Falsity of other religions.—They have no witnesses; this people has them. God challenges other religions to produce such marks. Is. xliii. 9,—xliv. 8.


This is fact. While all philosophers separate into different sects, there is found in one corner of the world, a people, the most ancient in the world, declaring that all the world is in error, that God has revealed to them the truth, that they will abide always on the earth. In fact, all other sects come to an end, this one still endures, and has done so for four thousand years. They assert that they hold from their ancestors that man has fallen from communion with God, is entirely separated from God, but that he has promised to redeem them, that their doctrine shall always exist on the earth;

That their law has a twofold sense, that during sixteen hundred years they have had people whom they believed prophets foretelling both the time and the manner;

That four hundred years after they were scattered everywhere[122] in order that Jesus Christ should be everywhere announced, Jesus Christ came in the manner and time foretold;

That the Jews have since been scattered abroad under a curse, yet nevertheless still exist.

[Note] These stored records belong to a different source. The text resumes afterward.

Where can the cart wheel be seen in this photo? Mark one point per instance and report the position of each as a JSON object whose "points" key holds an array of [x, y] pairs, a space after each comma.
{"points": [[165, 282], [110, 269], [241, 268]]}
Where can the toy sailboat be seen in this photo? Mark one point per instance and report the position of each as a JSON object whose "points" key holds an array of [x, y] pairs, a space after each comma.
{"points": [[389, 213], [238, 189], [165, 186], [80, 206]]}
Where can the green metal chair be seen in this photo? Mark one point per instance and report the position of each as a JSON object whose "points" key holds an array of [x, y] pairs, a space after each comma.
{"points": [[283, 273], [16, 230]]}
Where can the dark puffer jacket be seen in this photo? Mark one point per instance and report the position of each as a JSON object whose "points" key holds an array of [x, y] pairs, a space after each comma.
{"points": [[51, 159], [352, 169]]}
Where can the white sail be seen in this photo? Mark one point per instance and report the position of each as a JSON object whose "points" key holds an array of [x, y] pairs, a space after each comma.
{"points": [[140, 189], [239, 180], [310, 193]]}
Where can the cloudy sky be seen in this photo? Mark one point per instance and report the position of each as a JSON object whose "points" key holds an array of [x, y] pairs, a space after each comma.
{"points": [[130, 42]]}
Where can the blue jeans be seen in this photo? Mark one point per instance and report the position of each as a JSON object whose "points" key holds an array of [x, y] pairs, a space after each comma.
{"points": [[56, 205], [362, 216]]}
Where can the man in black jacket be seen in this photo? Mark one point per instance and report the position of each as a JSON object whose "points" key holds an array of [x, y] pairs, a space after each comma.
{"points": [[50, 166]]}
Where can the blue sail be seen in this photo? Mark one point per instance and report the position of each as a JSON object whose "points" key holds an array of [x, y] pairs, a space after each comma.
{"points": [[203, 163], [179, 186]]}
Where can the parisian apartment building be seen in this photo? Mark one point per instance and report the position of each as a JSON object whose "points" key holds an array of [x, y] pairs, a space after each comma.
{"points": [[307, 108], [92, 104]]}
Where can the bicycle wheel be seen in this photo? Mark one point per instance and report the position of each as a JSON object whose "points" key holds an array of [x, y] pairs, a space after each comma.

The creation and the deluge being past, and God not intending any more to destroy the world, nor to create it anew, nor to give any such great proofs of himself, he began to establish a people on the earth, formed of set purpose, which should last until the coming of that people whom Messiah should mould by his spirit.


The Jews who were called to subdue the nations and their kings were slaves of sin, and the Christians whose calling has been to be servants and subjects, are free children.


The devil troubled the zeal of the Jews before Jesus Christ, because he would have been their salvation, but not since.

The Jewish people mocked of the Gentiles, the Christian people persecuted.


Republic.—The Christian and even the Jewish Republic has only had God for master, as Philo the Jew notices, On Monarchy.

When they fought, they did so for God alone, their chief hope was in God alone, they considered their towns as belonging to God, and they kept them for God. I Chron. xix. 13.


The sceptre was not interrupted by the carrying away into Babylon, because the return was promised and foretold.


A single phrase of David or of Moses, as for instance that God will circumcise the heart, enables us to judge of their spirit. If all the rest of their language were ambiguous, and left it doubtful whether they were philosophers or Christians, one single sentence of this kind would determine all the rest, as one sentence of Epictetus determines the character of the rest to be the contrary. So far we may be in doubt, but not afterwards.


While the prophets were for maintaining the law, the people were [123] negligent, but since there have been no more prophets, zeal has taken their place.

The zeal of the Jewish people for the law, especially since there have been no more prophets.


Maccabees after they had no more prophets. The Masorah after Jesus Christ.